Wave Gods had French trying out a variety of styles and succeeding more often than not-- the baroque boom-bap of "Old Man Wildin," the weird IDM of "All Over," the hollowed-out East Coast trap of "Lockjaw' and "Off The Rip" -- and MC4 attempts just as many forays into non-Fraud territory. We get the chilly Canadian bounce of "No Shopping," the strip club bombast of "Everytime," the golden era NY-mining sounds of "Said N Done," "I'm Heated," and "Have Mercy," and the high class pop of "Check Come" and "Xplicit," but only about half of what's thrown at the wall actually sticks. The Drake single is fine, if boring, the Jeezy track feels tired and already done a million times, "Said N Done" is cool until the gag is run into the ground on "I'm Heated," and "Check Come" feels like Detail should've saved it for Beyoncé. These are all tracks French should've been making to get into album mode -- stepping out of his comfort zone and expanding his breadth -- but at least half feel like they should have been left as B-sides or bonus tracks.
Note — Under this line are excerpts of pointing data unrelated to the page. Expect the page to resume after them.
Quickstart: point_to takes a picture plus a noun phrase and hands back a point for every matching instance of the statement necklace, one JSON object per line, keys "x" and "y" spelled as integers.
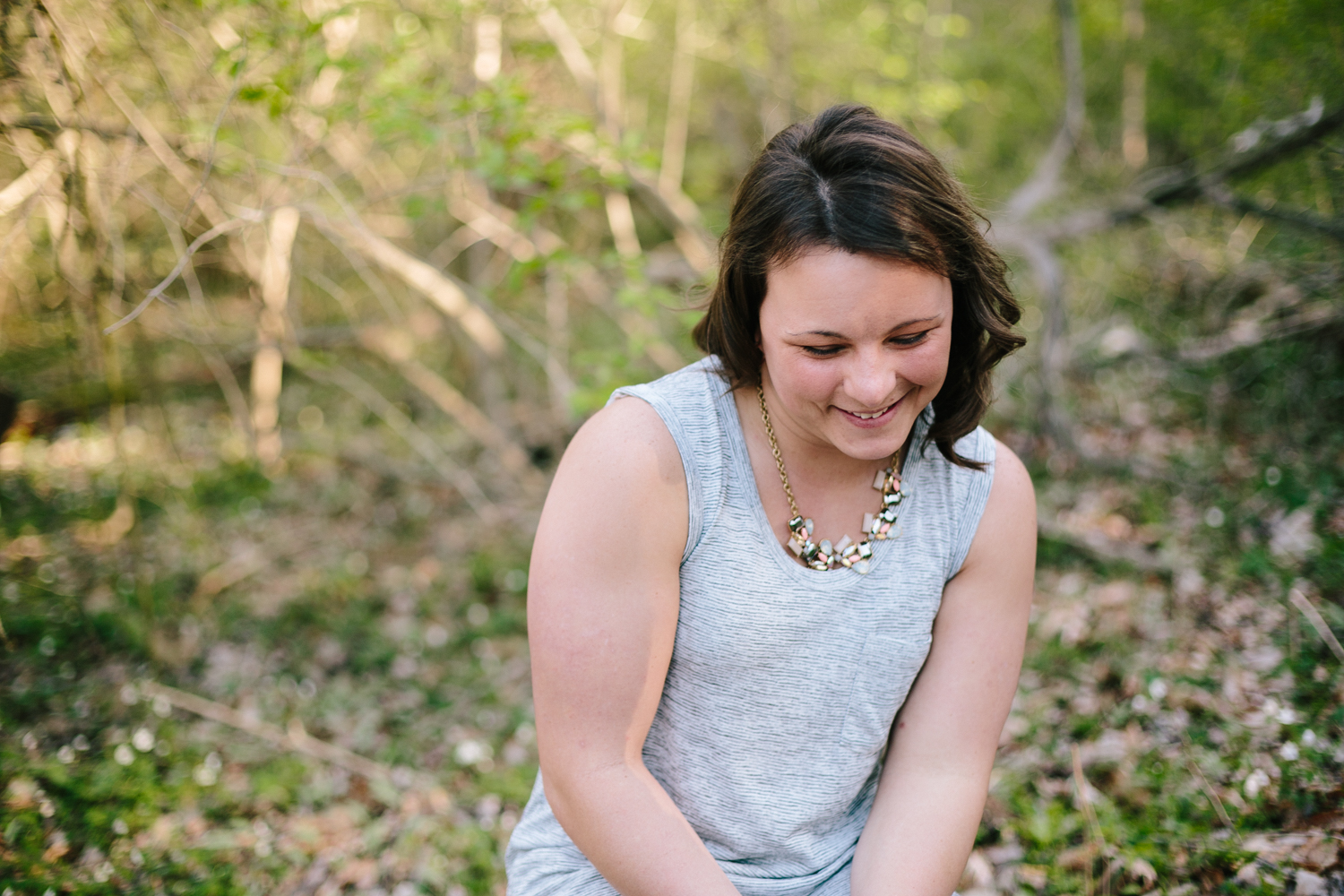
{"x": 876, "y": 527}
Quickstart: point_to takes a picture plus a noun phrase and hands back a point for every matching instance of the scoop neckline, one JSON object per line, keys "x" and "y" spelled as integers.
{"x": 830, "y": 579}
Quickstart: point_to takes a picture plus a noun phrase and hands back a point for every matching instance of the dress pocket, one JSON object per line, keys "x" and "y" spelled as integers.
{"x": 887, "y": 668}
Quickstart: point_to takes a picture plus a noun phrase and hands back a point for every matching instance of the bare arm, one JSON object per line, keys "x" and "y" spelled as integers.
{"x": 602, "y": 608}
{"x": 937, "y": 775}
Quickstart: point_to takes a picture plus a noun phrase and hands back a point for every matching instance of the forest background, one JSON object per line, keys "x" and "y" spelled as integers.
{"x": 301, "y": 301}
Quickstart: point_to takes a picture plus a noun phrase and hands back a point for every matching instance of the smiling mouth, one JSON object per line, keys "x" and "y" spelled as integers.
{"x": 874, "y": 416}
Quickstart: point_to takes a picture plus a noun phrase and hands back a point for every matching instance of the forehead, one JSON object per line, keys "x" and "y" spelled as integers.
{"x": 832, "y": 289}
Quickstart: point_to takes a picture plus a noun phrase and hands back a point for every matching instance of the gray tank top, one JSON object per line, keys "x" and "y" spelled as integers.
{"x": 784, "y": 681}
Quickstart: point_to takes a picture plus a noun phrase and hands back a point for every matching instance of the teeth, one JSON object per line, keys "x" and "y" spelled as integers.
{"x": 868, "y": 417}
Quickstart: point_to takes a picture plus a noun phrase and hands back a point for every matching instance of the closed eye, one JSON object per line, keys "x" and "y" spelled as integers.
{"x": 914, "y": 339}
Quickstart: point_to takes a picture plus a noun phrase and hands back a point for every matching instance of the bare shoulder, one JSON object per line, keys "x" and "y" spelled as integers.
{"x": 620, "y": 490}
{"x": 1012, "y": 487}
{"x": 1005, "y": 538}
{"x": 625, "y": 441}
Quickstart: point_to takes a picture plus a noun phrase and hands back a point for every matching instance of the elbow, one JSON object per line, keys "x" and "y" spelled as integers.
{"x": 578, "y": 788}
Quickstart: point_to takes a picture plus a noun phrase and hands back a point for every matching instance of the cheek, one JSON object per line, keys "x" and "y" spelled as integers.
{"x": 804, "y": 378}
{"x": 926, "y": 366}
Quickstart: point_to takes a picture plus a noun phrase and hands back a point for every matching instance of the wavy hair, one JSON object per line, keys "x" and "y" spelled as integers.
{"x": 852, "y": 180}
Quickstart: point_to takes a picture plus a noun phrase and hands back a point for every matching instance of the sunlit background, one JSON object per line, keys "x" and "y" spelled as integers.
{"x": 301, "y": 303}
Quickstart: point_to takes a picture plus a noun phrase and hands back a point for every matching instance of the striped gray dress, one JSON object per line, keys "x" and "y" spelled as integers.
{"x": 784, "y": 680}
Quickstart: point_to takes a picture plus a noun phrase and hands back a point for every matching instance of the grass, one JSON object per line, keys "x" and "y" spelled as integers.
{"x": 1175, "y": 731}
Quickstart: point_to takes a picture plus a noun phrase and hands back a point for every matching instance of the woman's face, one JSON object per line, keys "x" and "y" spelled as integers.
{"x": 855, "y": 347}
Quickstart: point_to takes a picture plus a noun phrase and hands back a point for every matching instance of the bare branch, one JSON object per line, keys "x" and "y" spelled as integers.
{"x": 1253, "y": 331}
{"x": 292, "y": 737}
{"x": 214, "y": 132}
{"x": 679, "y": 99}
{"x": 1298, "y": 599}
{"x": 440, "y": 289}
{"x": 572, "y": 51}
{"x": 405, "y": 427}
{"x": 1045, "y": 179}
{"x": 397, "y": 347}
{"x": 223, "y": 228}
All said and done, I'll find myself paring this down to a leaner ten tracks in iTunes and listening to it just as much as Wave Gods. MC4 starts out strongly, and ends even better with the hardnosed NY posse cut "Have Mercy" (unfortunately, after the Tribe album dropped, only the second best song to sample that "Dis Generation" line this November) and the jazzy, heartfelt "Chinx & Max / Paid For." Listening to French succeed at both his waviest and his most emotional makes the fat of MC4's middle section even more of a tragedy. No one outside of hit-chasing A&Rs asked for a Miguel/French bedroom jam, no one outside of French wanted a Fat Boys remake, and no one outside of... possibly anyone... wanted to hear him belt over piano chords on "Check Come." French's strengths have only gotten stronger, and his ability and willingness to experiment has expanded, but when it comes to making albums, he needs to learn how to edit and restrain himself better. That's probably a gargantuan task when you've got label execs breathing down your neck for hits, but as he showed on "Lockjaw" this year, if he simply relies on his existing gifts and commits fully to exciting collabs, he's got all the skills and finesse necessary to keep churning out unlikely organic hits. He's got to recognize MC4 as a failure, regardless of its music, and so I'm expecting a hungrier, more back-to-basics tape from him before springtime 2017. French is getting there as an album artist, but due to various slip-ups, MC4 isn't the breakout album it should have been.